Voor zover in de tenlastelegging taal- en/of schrijffouten voorkomen, zal het hof deze verbeterd lezen. De verdachte wordt daardoor niet in de verdediging geschaad.
Vonnis waarvan beroep
Het vonnis waarvan beroep kan niet in stand blijven, omdat het hof tot een andere beslissing komt dan de rechtbank.

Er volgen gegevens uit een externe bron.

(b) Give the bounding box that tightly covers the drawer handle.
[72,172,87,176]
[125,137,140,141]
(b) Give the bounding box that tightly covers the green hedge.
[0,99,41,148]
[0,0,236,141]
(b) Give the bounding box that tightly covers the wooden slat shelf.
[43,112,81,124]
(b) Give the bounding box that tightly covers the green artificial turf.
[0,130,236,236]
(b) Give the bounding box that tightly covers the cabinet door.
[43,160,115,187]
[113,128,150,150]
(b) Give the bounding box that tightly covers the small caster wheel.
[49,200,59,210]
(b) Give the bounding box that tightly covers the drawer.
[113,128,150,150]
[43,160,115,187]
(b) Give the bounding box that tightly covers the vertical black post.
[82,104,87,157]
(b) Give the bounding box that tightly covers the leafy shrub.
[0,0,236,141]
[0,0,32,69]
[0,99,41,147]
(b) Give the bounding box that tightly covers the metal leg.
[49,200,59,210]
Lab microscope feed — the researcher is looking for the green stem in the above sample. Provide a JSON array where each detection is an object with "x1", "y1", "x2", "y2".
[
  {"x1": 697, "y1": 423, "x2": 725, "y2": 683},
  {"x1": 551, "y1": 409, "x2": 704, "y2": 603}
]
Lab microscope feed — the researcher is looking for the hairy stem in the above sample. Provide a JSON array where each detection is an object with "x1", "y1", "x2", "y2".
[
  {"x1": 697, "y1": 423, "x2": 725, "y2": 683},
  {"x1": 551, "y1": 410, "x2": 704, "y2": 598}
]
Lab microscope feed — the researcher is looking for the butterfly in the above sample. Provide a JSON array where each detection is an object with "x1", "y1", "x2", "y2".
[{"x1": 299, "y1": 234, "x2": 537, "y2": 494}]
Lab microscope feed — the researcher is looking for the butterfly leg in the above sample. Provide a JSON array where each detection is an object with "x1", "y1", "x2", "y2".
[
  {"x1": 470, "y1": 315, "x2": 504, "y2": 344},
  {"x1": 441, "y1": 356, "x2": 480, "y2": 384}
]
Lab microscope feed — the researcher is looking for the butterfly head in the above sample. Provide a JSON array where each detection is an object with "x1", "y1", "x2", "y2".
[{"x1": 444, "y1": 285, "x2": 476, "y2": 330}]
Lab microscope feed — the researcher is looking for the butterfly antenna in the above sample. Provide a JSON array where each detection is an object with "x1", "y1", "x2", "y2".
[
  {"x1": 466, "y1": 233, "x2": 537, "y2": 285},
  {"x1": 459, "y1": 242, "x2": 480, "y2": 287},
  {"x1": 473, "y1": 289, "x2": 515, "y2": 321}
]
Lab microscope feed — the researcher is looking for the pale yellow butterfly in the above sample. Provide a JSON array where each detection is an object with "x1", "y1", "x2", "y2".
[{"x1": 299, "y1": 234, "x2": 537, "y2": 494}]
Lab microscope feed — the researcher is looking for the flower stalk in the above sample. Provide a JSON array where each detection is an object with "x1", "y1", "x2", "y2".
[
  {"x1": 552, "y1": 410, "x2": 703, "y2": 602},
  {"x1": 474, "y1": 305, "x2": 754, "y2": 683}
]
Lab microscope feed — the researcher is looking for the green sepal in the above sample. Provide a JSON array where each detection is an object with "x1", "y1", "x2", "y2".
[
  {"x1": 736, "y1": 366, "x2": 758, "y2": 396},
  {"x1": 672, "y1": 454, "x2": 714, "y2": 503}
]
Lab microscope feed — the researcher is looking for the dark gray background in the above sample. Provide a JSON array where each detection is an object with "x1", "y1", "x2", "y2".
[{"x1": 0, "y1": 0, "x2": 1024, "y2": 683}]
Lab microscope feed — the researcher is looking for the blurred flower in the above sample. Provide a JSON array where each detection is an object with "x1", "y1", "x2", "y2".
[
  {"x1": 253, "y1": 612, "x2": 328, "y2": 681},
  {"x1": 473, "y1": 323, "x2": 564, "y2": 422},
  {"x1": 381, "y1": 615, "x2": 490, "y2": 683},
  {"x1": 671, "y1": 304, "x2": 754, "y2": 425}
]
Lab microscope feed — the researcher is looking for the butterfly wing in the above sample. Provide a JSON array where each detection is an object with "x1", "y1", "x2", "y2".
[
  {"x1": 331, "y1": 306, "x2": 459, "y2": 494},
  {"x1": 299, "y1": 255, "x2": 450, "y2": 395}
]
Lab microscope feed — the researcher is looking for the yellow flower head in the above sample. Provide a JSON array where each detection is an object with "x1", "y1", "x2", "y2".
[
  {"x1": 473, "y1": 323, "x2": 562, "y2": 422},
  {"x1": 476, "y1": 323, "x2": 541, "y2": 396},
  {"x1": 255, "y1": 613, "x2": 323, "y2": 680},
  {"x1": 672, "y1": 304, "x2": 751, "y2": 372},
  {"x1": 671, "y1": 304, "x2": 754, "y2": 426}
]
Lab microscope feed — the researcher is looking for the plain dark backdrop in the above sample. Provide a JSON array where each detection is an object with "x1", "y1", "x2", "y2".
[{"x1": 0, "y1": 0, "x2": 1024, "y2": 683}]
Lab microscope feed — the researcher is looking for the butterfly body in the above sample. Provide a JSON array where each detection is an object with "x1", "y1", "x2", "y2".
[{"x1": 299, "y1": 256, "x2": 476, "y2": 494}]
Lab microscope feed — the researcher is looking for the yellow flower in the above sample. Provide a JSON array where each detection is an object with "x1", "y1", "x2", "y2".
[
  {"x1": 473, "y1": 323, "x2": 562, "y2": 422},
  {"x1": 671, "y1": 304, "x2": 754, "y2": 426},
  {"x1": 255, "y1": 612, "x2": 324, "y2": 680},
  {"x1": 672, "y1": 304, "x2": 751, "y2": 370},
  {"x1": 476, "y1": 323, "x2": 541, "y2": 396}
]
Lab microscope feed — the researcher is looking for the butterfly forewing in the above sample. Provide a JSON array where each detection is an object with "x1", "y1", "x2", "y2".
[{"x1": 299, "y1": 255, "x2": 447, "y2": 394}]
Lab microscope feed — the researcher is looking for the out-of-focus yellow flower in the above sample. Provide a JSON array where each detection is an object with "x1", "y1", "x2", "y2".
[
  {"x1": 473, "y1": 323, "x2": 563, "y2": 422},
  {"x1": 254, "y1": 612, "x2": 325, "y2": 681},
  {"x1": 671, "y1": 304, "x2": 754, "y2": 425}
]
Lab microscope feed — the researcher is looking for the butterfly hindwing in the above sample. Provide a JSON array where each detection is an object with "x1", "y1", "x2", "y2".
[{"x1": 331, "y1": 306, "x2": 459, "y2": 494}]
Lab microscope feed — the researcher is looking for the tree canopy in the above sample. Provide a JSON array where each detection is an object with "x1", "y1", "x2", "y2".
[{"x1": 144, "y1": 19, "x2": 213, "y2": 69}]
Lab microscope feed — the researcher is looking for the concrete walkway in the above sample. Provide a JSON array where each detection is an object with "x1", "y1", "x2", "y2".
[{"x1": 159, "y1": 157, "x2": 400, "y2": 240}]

Vordering van het openbaar ministerie
De advocaat-generaal heeft gevorderd dat de verdachte voor het ten laste gelegde zal worden veroordeeld tot een voorwaardelijke gevangenisstraf voor de duur van twee maanden met een proeftijd van twee jaar.
Vrijspraak
- 1.
Naar het oordeel van het hof is niet wettig en overtuigend bewezen hetgeen de verdachte is ten laste gelegd, zodat de verdachte hiervan moet worden vrijgesproken. Het hof overweegt daartoe het volgende.
- 2.
Het onderhavige verwijderingsbevel is feitelijk door de verbalisant [verbalisant] op 31 januari 2011 om 04.12 uur gegeven. [verbalisant], in uniform gekleed, zag enige minuten daarvoor dat drie personen zich in een portaal met een pinautomaat aan de [straatnaam, huisnummer] te [plaats] ophielden.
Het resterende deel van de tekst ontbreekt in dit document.